There are a few different strategies, but they usually end the same way – invest for CASHFLOW, NOT market appreciation. Don’t even look at this factor, when you begin your investing business. You can choose to be an active or a passive investor (passive allows you to enjoy the gains from real estate, but someone else does all the work). When I begin a coaching session for one of my students, or when I meet with one of my investors, we go over their short term and long term financial goals, just like a financial planner would. Then, it’s worth choosing different real estate investing strategies to help them invest for their immediate needs, and then set up IRAs and this plan around their longer term goals.
One strategy that seems fairly common, is to invest in shorter term investments (flips, high-yielding notes) to build some cash, and then shelter this cash in a longer term investment (either a small rental building, or as part owner of a large residential complex). If you already have some cash resources, I will suggest that as my colleague & fellow apartment owner David Lindahl says, “Go bigger, faster.” The faster you can get involved in a larger complex, you start to take advantage of economies of scale, excellent management, and larger cashflow numbers (“dividend yields,” for those stock people out there).
For those that do not yet qualify or think they’re ready yet for larger complexes, a perfectly good strategy (and exactly what the residential branch of AARE is doing right now in this marketplace) is to invest in homes below replacement cost, for rental income in depressed areas. Will these homes go nuts once the market rebounds? Most likely not… but as a true wealth investor, you are going for cashflow, and never look at appreciation.
Money Magazine recently got wind of what we are doing, and published an article on give-away priced homes in their most recent issue. Set a return you want to get for yourself. My minimum return is 12% in rental income per year (I shoot for 20% in these depressed areas), and this is after ALL expenses.
$6,900 purchase price for a 3-bedroom house
+ $12,000 rehab costs
is $18,900 “cash in” the deal. Usually these homes are not financeable, so you would either have to put in all your own cash, or go in with a couple others. But here’s the return:
Rent goes for around $600 / month in this area. Estimating all expenses (including management, vacancy, maintenance, taxes, insurance, marketing costs) at around 50% of your income, you’ll still be raking in $3600 / year, which comes out to be 19.05% in your annual return.

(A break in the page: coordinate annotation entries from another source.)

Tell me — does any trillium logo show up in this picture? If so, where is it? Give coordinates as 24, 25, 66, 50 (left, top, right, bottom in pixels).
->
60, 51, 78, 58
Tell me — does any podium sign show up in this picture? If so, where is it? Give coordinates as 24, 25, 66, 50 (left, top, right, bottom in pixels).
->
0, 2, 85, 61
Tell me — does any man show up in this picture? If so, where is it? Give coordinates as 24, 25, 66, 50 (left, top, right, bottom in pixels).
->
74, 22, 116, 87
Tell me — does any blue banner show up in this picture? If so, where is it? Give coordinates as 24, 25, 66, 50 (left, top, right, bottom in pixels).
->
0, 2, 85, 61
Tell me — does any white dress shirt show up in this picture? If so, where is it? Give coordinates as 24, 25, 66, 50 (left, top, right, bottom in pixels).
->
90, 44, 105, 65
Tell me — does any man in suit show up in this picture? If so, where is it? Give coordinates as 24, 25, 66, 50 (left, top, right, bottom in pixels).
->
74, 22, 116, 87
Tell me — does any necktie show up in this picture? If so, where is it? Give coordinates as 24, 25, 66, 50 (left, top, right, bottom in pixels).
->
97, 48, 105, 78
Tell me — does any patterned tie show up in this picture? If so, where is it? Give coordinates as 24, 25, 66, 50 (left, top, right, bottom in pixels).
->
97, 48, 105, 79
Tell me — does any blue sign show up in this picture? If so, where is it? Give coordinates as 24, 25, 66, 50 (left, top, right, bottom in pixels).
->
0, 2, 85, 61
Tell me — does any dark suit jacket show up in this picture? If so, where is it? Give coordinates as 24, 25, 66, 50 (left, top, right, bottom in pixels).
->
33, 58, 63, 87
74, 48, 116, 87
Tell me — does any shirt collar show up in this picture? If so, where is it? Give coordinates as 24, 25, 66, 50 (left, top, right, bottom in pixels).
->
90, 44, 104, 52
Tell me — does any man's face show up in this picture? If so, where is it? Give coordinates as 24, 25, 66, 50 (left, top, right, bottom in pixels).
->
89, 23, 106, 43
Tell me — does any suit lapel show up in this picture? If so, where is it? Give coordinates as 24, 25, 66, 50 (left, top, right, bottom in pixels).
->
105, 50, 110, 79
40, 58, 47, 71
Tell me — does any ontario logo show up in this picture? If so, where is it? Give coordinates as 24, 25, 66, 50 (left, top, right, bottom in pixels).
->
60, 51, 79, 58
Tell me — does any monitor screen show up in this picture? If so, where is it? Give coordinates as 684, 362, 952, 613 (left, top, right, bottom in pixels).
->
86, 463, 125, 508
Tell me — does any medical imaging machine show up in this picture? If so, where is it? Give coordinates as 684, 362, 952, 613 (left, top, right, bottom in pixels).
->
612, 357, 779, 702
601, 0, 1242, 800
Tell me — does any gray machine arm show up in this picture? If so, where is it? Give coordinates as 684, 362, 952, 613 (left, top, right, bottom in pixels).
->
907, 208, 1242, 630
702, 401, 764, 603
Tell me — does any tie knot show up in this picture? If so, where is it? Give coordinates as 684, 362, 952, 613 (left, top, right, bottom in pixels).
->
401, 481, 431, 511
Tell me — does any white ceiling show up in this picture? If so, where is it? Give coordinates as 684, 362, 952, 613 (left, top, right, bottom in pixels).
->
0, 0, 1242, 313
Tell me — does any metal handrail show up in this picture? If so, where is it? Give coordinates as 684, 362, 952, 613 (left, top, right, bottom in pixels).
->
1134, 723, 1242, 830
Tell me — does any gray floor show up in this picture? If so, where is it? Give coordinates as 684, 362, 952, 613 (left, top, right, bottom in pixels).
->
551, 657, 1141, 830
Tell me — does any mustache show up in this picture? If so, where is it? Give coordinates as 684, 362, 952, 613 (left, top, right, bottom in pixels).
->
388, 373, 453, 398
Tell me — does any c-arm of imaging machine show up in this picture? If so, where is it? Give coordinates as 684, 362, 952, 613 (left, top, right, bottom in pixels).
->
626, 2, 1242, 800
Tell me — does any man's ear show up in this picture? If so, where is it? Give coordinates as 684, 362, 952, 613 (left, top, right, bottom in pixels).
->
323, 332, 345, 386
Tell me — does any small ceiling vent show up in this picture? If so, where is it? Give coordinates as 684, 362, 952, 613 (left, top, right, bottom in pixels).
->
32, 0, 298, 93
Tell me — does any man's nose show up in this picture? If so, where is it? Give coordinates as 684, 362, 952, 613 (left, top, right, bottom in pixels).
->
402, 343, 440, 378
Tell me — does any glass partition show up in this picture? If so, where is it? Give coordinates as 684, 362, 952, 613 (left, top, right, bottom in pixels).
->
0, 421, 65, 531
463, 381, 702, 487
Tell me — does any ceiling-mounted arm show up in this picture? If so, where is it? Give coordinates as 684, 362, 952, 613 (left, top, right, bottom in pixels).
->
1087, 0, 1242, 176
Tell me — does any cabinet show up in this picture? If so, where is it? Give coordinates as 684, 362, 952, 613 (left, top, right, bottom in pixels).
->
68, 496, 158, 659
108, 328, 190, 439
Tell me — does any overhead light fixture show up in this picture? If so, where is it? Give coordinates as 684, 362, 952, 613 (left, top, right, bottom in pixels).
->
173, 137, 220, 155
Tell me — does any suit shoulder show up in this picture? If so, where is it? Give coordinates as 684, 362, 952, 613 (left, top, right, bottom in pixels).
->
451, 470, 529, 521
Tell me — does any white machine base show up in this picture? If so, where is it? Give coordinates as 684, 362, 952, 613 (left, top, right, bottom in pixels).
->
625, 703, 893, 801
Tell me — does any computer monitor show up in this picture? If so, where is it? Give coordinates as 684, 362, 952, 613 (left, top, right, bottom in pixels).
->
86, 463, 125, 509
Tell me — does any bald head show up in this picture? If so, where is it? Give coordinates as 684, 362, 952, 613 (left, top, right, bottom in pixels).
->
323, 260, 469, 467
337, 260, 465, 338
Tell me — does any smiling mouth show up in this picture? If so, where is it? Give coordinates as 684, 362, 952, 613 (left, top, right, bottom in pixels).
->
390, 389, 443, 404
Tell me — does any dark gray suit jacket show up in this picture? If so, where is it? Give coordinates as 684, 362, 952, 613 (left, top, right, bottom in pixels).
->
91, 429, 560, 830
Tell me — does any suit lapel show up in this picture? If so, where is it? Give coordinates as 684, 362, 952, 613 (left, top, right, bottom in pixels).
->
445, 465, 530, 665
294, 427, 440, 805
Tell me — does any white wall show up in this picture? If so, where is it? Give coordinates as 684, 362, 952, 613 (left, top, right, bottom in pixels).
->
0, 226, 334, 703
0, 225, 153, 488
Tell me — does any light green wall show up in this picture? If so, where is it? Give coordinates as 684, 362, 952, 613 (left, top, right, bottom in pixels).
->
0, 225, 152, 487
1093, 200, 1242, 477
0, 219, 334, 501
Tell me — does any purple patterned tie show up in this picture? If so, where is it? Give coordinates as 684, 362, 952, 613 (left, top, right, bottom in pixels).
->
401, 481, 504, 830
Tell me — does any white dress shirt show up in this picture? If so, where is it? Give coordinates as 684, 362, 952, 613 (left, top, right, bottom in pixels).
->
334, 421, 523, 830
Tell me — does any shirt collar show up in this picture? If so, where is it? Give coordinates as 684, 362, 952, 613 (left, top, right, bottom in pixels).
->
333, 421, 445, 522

If you play your cards right, when you purchased the home, you MIGHT take into account FORCED appreciation (sweat equity)… perhaps the house in fixed up condition would actually sell for $30,000. Though we never look at this number when we invest for the long term, it’s nice to know that you may have an extra bonus coming to you when you sell down the line, in 5 or ten years. Or, keep them forever, and continue to collect your 19%… which only takes a little over 5 years to get all your money back. AND… this doesn’t include tax benefits, and a whole slew of other potential income benefits you can reap… GOD I love this business.
You can probably see, it doesn’t take many of these to help your cashflow situation – and perhaps the day you decide to retire, you now can realize your equity in these little ATM machines, by selling or pulling it out in a refinance. Take your dream vacation in 5 years, or when you retire – all tax free, unlike traditional IRA withdrawals.
As I mentioned before, some investors prefer to be hands on, while others don’t want to have anything to do with the real estate side of it. For these individuals, there are plenty of active investors out there – contact me if you’d like to get hooked in with one of them. IRA money CAN invest in real estate, despite what your current advisor tells you. We are happy to help guide you through the process, or answer your questions on this if you prefer…
The moral of the story
It IS possible to invest smart in a down market, an up market, a sideways market, whatever – just make sure you keep the right thing in mind as you invest in whatever you choose:INCOME. Investing for anything else is considered speculation, and just as risky as the Guessing Game–I mean, Stock Market.